Comic strip illustrator Claire Folkman draws inspiration from romance novels and comic books in her film entitled “Young Love: A Romance in Three Acts.”


Comic strip illustrator Claire Folkman draws inspiration from romance novels and comic books in her film entitled “Young Love: A Romance in Three Acts.”

The film will air at the Delaware Center for the Contemporary Arts until July 7.

“Young Love” is a three-minute silent film that reinvents the cliché romance story of “boy meets girl, boy loses girl and boy gets girl back.” The film follows three couples who represent the three aforementioned phases of a romance story. Although the ending of the film won’t come as a surprise to romance buffs, the production of the movie will – since it’s narrated with live comic strip “thought bubbles.”

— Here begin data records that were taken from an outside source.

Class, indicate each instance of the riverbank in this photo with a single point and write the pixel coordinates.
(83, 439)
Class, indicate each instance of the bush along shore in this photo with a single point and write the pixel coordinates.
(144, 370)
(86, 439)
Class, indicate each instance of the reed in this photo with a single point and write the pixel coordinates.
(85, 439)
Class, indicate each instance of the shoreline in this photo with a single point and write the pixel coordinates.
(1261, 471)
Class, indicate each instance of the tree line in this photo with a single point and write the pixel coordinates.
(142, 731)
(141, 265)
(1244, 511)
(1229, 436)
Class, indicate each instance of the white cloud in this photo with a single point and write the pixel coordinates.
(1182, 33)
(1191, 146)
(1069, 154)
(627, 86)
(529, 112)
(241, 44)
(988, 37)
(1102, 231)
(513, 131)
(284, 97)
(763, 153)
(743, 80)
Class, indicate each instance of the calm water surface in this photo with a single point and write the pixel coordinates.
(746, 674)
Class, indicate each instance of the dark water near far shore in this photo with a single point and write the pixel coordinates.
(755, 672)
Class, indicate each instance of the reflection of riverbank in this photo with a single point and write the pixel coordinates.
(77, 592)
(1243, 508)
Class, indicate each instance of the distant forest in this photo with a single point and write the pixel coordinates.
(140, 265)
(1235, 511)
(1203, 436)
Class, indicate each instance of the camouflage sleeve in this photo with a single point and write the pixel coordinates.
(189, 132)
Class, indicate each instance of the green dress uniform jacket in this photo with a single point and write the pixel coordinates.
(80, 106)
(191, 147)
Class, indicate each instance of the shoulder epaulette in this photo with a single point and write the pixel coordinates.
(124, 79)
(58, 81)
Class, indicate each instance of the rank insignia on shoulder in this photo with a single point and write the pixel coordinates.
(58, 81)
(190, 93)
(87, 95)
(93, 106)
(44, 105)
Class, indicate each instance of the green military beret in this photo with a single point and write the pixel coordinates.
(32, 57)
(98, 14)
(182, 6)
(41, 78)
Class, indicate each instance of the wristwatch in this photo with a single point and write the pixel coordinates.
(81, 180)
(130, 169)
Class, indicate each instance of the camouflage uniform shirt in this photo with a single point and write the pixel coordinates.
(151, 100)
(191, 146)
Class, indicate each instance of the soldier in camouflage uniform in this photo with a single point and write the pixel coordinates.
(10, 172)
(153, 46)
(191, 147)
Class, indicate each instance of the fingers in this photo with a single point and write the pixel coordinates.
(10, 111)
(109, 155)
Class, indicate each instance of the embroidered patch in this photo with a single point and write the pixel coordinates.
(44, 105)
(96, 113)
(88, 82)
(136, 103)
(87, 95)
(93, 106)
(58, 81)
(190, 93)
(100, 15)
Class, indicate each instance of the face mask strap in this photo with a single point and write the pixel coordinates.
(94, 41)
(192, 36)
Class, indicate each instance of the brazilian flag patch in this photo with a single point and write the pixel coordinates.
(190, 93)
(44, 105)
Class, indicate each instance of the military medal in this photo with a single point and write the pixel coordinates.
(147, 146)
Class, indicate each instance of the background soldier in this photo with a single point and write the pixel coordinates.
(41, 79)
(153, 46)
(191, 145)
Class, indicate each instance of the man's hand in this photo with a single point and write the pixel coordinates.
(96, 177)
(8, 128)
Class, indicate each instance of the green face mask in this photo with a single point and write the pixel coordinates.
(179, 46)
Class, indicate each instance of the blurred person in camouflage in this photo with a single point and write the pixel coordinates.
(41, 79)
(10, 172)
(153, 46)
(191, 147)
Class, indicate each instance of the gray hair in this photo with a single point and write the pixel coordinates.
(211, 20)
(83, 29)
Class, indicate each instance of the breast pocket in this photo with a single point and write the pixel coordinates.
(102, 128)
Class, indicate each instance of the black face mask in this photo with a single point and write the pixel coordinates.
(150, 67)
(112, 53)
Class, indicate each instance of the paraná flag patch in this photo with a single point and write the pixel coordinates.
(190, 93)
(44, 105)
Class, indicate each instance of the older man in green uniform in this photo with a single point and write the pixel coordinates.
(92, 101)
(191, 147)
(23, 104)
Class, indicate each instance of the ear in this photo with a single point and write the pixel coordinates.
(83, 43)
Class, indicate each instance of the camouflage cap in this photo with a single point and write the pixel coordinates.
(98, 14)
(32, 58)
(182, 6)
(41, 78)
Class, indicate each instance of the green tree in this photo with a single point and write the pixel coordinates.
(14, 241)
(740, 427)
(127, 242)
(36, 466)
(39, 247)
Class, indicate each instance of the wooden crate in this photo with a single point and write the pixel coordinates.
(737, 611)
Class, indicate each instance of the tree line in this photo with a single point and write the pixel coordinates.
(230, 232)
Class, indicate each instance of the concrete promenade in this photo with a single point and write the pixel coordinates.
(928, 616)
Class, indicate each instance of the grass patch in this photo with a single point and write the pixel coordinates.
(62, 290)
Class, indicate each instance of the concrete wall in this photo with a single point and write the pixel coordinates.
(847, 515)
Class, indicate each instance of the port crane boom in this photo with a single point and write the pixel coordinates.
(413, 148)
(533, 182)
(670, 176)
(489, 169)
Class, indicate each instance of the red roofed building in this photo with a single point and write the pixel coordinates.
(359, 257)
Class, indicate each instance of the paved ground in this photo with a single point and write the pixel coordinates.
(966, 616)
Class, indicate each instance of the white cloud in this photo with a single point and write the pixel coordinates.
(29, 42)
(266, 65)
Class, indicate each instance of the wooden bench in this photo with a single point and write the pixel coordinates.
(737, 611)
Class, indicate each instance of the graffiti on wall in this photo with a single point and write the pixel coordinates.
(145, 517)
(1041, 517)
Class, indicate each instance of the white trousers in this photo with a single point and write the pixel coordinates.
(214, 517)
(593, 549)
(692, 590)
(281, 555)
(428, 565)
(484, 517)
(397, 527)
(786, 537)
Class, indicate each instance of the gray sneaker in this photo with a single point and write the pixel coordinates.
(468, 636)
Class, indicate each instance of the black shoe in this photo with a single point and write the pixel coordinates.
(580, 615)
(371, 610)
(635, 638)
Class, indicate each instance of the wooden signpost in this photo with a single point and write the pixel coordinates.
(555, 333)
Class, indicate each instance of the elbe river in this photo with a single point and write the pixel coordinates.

“There’s something about silence that causes people to pay more attention,” said Folkman of Philadelphia, Pa. “It’s so easy to lose someone’s attention. You have maybe four seconds to grab someone before they blink and turn away.”

Another unique aspect of “Young Love” is that the actors aren’t actors – they’re real couples who are also Folkman’s friends. Folkman believes casting amateurs in the film helps to paint the picture of how people would behave in a fantasy setting, “instead of how they’re expected to behave.”

IF YOU GO

WHAT Young Love: A Romance in Three Acts

WHEN Runs through July 7

WHERE Delaware Center of the Contemporary Arts, 200 South Madison St., Wilmington

COST Free

INFO www.thedcca.org

She added, “My actors aren’t actors - they don’t move [correctly]. They move in an awkward way because they’re being told how to move. You can see how self-conscious they are about it.”

Folkman isn’t bashing her friends – she’s just being honest about “Young Love.” In fact, she’s fascinated with writing and reading autobiographical comic books like Craig Thompson’s “Blankets” or Erika Moen’s “Dar!,” because she enjoys “looking into someone else’s life and [seeing their] struggles,” Folkman said. Peering into other people’s lives has been helpful to her since “it’s confirmation that I’m just as normal as they are.”

As for why she enjoys reading romance novels like Loretta Chase’s “Lord of Scoundrels,” Folkman said it’s refreshing to know that everything can go “horribly wrong,” but in the end of each story you know the protagonist “will get the girl.”